With the opening of the 1980 Maryland General Assembly session, Prince George's and Montgomery County legislators are singing a familiar song -- one which might be aptly labeled "The Metro Blues". Its chief theme: Convincing the state to pay the bill for the suburban Maryland share of the Metro subway.
"This session is zero hour for us," commented Sen. Howard A. Denis (R-16). "Our backs are to the wall and our hands are out."
Like Denis, most Montgomery and Prince George's legislators said they consider Metro funding their number one priority in Annapolis.
Pressure on the legislature to act quickly has been increased by President Carter's approval of a $1.7 billion federal aid bill for Metro. To obtain the funds, the suburban counties must come up with a "stable and reliable" source for the state and local share of Metro funding. To most delegates, "stable and reliable" means state money.
In the past, the state has paid most of the Maryland share of Metro construction costs and the 20 to 25 percent of its operating costs. After federal and state aid funds were deducted, Montgomery and Prince George's paid for the rest out of property tax revenues. Under one recent state task force proposal, the two counties would pay 25 percent of the Maryland share of the operating costs, and would be empowered to impose up to a 1 percent local sales tax for that purpose.
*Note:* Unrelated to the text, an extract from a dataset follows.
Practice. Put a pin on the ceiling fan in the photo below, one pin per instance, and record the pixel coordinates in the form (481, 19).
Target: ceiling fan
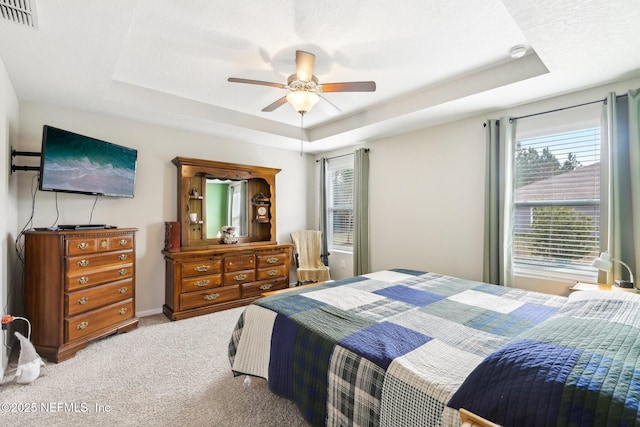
(305, 90)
Winning a favorable Metro package will depend heavily on the ability of Montgomery and Prince George's members to garner support from other Maryland legislators.
Last year, the two delegations failed in part because Baltimore, with its powerful bloc of votes, helped kill legislation that would have allowed the state to fund Metro with sales tax revenue.
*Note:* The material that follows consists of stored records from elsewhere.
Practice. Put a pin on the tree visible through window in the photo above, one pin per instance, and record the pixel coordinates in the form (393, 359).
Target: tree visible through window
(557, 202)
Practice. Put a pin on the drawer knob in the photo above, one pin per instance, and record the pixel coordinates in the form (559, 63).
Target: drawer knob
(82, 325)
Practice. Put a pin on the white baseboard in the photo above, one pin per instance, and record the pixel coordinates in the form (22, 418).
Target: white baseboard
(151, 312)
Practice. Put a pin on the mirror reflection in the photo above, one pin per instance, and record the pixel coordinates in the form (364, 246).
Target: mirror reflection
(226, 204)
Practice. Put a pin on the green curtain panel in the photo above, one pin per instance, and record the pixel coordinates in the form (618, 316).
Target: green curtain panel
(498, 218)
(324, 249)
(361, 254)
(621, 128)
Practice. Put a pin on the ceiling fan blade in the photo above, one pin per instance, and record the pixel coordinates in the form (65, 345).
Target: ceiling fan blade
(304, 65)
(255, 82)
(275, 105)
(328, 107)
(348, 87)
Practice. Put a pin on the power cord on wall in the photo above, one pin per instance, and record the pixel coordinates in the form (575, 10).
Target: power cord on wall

That move by Baltimore, which has all construction and operating costs for its mass transit system paid for by the state, set off a bitter dispute in which Montgomery and Prince George's legislators lined up in one corner and the governor and rest of the state legislature lined up in another.
In the end, the legislature found no solution for transit financing but Gov. Harry Hughes and top legislative leaders appointed a task force to come up with ways to finanace the two Washington suburban counties' mass transit costs.
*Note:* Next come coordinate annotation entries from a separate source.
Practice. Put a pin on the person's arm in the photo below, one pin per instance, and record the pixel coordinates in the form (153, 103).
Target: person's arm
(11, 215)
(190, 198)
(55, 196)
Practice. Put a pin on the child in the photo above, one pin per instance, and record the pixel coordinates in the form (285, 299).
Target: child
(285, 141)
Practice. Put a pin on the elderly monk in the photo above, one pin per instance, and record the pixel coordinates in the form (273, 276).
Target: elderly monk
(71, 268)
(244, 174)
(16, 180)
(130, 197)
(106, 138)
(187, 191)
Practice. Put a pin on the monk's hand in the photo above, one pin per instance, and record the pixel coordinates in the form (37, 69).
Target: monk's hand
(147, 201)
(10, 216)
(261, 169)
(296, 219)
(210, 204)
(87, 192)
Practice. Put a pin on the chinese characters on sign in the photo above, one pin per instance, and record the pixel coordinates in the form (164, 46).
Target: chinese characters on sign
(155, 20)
Under a plan proposed by a task force subcommittee, the state would provide funds for the construction and operation of Metro and the Baltimore mass transit systems and the maintenance and some construction of the state's deteriorating highway system.
The plan may draw opposition from Baltimore. The proposal calls for the state to pay 100 percent of construction costs, and 75 percent of operating costs. At present, Baltimore gets 100 percent funding for both.
"They've been getting a free ride and they're not going to give that up easily," commented one political observer.
The task force plan calls for raising both the gasoline tax and the motor vehicle registration fees to furnish revenue for the transportation program. A penny would be added to the state's nine-cents-a-gallon tax on the price of gas. Registration fees would rise by $10. In addition, Montgomery and Prince George's counties would be authorized to impose a one percent general sales tax for transportation purposes.
However, the revenue raising proposals have had a mixed reception in the county delegations.
"If we can pay for the transit system without raising taxes, we will," said state Del. Robert S. Redding (D-23), chairman of the Prince George's 24-member house delegation. "It's kind of difficult to argue for a gasoline tax increase when the state is wrestling with what looks like a big budget surplus." The state expects a $229 million surplus for the current budget year.
Del. David L. Scull (D-18), chairman of the 22-member Montgomery house delegation, was critical of the gas tax because it did not rise with inflation. dHe also noted, "People are not receptive to tax increases when the state has a big surplus."
Sen. Victor L. Crawford (D-20), who heads the Montgomery delegation on the Senate side said, "If we are going to sell the voters a gas tax to fund Metro, we should decrease the sales tax from five cents to four cents."